Elissa had been in the palace for about a year when Anna sent her to the royal bedchamber with a newly finished dress for the queen.

‘Come in, come in, child!' Dido smiled at her. She was sitting on a low stool beside an open chest. ‘You've brought the new dress. Put it down over there, on the bed. Spread it out so that I can see it. Thank you.'

I did what she said as quickly as I could, Elissa thought, but I must have looked amazed at the splendour, because the queen laughed and said: ‘You've never been in here, have you? Well, look around and sit down there and you can advise me on something.'

‘I'll try,' Elissa had whispered, terrified that Dido's question would be impossible to answer.

‘Don't be scared, Elissa. There's no right answer. It's a matter of opinion.
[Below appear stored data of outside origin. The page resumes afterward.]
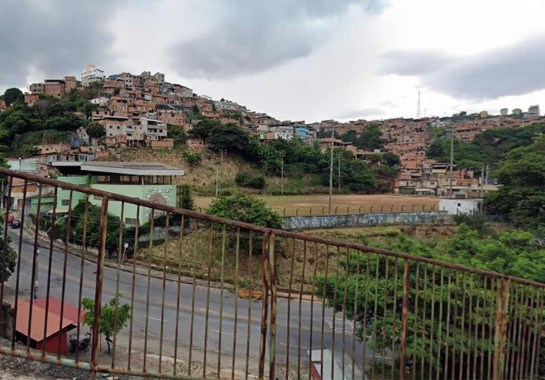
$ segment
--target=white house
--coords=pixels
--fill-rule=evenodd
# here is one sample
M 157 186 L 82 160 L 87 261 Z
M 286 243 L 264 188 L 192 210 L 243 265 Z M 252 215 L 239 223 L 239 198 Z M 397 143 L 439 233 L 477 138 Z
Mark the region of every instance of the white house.
M 448 199 L 439 200 L 439 210 L 449 215 L 474 214 L 481 211 L 482 199 Z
At the banquet tonight I'm wearing this robe . . .' She pointed to a dress the colour of a living flame which she had draped over another seat.

‘It's beautiful,' Elissa said.

‘But what jewels do I wear with it? Emeralds? Coral . . . ? No, coral is quite the wrong colour. Too pale. Come, you can look through my jewel casket and help me choose.'

Dido stood up and took a box out of the chest in the corner of the chamber. She opened it and Elissa saw a tangle of gems and ornaments: brilliant amethysts and rubies, and opals glowing with a milky fire; topazes and turquoises, and something green and veined with black which she didn't recognize.

‘I think . . . this,' she said. ‘I don't know what it's called, but it's lovely.'

‘Malachite,' said Dido. ‘You're quite right. It will look magnificent.' She pulled out a string of round beads and laid them on the flame-coloured dress. ‘See? You have a good eye, Elissa. And malachite is a stone that gives the wearer courage, so they say.'

And then, just as Elissa was about to return to her work, the queen called her back.

‘D'you like dressing up? Did you do it when you were a little girl? Put on your mother's clothes and walk up and down pretending to be a lady? I did. I did it all the time, as if I were practising for the time when I'd be a queen in Carthage.'

Elissa blushed. ‘No, lady. My mother . . . well, she didn't have very many clothes and we were always too busy on the farm.'

‘Of course . . . I'm sorry. I should have thought. Then come here and let me dress you up now.'

‘Now?'

‘Wouldn't you like to?'

Elissa nodded, too overcome with joy to speak.

And then, she reflected, remembering that day now in the darkness and silence of her bed, the queen took off my dress and pulled a robe of white wool over my head and hung me with so many necklaces that I could only just hold my head up: a waterfall of gems spilling over my chest and hanging to my waist. She pulled bracelets on to my arms and put a garland of copper twisted into flowers on my head. And then she made
me walk up and down while she clapped and laughed. I
did
feel like a princess for a while. Elissa turned over in the bed and faced the wall, remembering Dido's words that day. They had never left her.